Puzzle Series: What is this, or what do you want it to be?

20 responses to “What’s That? (#107)”

  1. Core 10 Steel Sphere?

  2. • translucent, blown-glass light fixture? new moon of ex-planet Pluto?

  3. Is it agatized Indonesian fossilized coral? Oh wait… that was for What’s that #22… never mind…

  4. looks like a bloody ball, yes?

  5. Yes Sir, bloody ball with fire

  6. Maybe its surface has melted a little from atmospheric re-entry.

  7. X-ray of the Sun?

    (Maybe with coloring added…?)

  8. Hmmm… looks like some initials embedded…. could it be DFJ??? Imagination???

  9. Something you passed into a collecting jar this morning?

  10. Dinosaur(?) Gembone. The background is photoshopped. Is it actually spherical?

  11. Bingo dendowling, a new winner! You are exactly right. How did you know (have you seen something like it before?)

    It is quite large. 4" across, and was polished in 1940.

    You can see the trabecular structure of the porous bone and marrow, mineralized over eons, with a peculiar affinity for uranium.

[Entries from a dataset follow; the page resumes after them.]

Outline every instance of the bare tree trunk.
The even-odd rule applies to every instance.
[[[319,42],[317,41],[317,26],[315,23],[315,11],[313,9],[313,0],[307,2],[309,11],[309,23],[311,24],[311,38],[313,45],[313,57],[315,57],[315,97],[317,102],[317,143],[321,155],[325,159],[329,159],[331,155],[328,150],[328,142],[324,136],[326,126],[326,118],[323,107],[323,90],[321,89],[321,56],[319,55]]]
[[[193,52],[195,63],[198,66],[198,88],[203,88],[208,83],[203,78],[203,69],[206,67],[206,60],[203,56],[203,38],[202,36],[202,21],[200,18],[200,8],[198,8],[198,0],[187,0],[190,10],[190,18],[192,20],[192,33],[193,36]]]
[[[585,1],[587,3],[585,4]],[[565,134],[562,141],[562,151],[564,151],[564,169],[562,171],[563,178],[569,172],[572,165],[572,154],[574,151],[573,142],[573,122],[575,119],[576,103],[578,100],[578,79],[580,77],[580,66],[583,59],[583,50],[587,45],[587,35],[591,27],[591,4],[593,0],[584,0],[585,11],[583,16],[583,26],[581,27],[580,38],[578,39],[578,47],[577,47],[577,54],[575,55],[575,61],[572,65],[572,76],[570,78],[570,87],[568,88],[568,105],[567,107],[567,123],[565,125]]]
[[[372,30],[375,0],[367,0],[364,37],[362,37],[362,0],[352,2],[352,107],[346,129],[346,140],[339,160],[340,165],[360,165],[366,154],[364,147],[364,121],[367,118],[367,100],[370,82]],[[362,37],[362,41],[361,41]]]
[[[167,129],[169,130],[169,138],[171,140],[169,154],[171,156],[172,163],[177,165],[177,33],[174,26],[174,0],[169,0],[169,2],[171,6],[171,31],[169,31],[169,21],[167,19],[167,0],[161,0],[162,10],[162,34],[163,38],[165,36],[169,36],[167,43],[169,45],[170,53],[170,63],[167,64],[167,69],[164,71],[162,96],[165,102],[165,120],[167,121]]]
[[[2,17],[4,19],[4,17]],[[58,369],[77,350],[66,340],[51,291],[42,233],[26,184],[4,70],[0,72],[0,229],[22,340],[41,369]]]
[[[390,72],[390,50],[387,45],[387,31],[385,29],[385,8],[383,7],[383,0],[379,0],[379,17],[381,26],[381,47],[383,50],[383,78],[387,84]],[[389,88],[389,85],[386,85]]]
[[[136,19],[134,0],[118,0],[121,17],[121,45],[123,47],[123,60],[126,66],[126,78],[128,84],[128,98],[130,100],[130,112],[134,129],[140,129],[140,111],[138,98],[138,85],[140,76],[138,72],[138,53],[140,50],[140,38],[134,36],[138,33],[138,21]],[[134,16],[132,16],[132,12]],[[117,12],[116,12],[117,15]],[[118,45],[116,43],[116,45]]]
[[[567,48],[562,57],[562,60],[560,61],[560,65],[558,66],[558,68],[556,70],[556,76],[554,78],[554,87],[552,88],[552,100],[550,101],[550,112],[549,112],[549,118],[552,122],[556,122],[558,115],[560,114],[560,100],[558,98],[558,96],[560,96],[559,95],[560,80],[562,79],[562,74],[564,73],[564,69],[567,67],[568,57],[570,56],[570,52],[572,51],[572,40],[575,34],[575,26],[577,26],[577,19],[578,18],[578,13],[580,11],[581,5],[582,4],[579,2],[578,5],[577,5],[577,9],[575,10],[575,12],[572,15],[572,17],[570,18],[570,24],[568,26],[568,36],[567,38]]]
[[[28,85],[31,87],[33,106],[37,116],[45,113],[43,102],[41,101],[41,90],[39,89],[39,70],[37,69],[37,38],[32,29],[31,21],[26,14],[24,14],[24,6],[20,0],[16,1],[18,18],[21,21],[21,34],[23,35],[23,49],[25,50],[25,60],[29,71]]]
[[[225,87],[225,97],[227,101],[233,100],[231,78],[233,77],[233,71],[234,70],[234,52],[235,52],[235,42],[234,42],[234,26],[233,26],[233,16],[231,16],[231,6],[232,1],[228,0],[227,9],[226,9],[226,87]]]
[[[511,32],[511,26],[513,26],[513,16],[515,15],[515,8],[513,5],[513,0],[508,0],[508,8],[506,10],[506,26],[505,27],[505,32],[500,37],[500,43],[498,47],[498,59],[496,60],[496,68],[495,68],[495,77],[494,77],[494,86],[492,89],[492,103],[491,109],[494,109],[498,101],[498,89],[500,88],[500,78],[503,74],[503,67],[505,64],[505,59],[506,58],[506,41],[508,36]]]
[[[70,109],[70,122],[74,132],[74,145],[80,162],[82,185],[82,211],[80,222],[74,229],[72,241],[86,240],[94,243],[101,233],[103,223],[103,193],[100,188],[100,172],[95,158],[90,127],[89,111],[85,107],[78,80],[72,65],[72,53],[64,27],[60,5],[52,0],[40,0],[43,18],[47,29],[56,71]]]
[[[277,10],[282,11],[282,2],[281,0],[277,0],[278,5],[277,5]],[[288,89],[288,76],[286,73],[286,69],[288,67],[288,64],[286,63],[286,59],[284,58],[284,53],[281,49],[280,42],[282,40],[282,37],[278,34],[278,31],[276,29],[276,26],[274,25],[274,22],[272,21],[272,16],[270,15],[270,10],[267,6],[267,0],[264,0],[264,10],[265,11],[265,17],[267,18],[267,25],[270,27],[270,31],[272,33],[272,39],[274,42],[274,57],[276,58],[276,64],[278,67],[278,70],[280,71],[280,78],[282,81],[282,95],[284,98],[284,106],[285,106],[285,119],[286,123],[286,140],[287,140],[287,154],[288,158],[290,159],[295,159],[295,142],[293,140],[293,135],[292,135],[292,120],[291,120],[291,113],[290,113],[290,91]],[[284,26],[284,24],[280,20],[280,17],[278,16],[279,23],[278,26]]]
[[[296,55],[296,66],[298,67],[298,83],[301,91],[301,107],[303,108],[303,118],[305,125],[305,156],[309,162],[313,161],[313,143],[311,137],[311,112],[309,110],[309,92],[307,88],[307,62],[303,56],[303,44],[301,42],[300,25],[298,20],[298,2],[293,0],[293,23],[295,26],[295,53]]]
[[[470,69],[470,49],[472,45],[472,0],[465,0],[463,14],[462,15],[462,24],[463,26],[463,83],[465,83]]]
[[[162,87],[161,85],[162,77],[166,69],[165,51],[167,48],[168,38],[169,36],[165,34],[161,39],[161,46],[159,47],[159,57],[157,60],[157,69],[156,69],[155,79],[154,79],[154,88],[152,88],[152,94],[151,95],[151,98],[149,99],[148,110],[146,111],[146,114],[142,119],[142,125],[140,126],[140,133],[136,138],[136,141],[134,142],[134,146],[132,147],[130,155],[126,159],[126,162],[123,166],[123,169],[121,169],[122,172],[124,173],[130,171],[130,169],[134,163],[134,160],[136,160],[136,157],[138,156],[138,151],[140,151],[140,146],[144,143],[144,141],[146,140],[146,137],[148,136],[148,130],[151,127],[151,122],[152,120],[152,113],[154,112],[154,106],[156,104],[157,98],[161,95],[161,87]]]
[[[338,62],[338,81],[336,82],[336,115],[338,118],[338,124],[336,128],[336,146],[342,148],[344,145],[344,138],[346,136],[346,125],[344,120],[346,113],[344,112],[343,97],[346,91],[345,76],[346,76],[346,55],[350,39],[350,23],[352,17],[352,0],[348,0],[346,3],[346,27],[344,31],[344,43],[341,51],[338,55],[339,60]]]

    Some Jurassic Park aspirants have tried to isolate DNA from Dino bones, but the structure is mostly lost.

    Details on this globe: Jurassic, Morrison Formation, Utah. Formerly part of the Zerk Lapidary Collection.

  12. Thanks! Hadn’t seen this before. Just thought it had cool colors and pattern and searched google images. Looked at red stones first – Carnelian, Citrine, Jasper, Jade. But, their marble patterns were either too smooth or too irregular. I also thought the pattern looked like biological tissue – muscle, brain, liver. Then, spongy bone patterns started to look more like your pic. This object looks hard and shiny so, searched petrified bone and found gembones and agatized bone.

    BTW, Flickr has a lot of good pics of dinosaur gembones. [http://www.flickr.com/groups/gembone_lovers/pool/]

  13. visual search at its best. Thanks!

  14. Just saw this gorgeous 32x microscopy zoom of dino bone in the January 2014 SciAm:

    Dino Bone SciAm Microscopy

    "The red bubbles Douglas Moore documented in the process may look like blood, but they are in fact iron oxides mixed with a crystalline form of silica known as agate—the same stuff that often makes geodes and petrified wood so colorful. Through a chemical process that has mystified geologists for centuries, silica reacted with bone to “agatize” the entire specimen."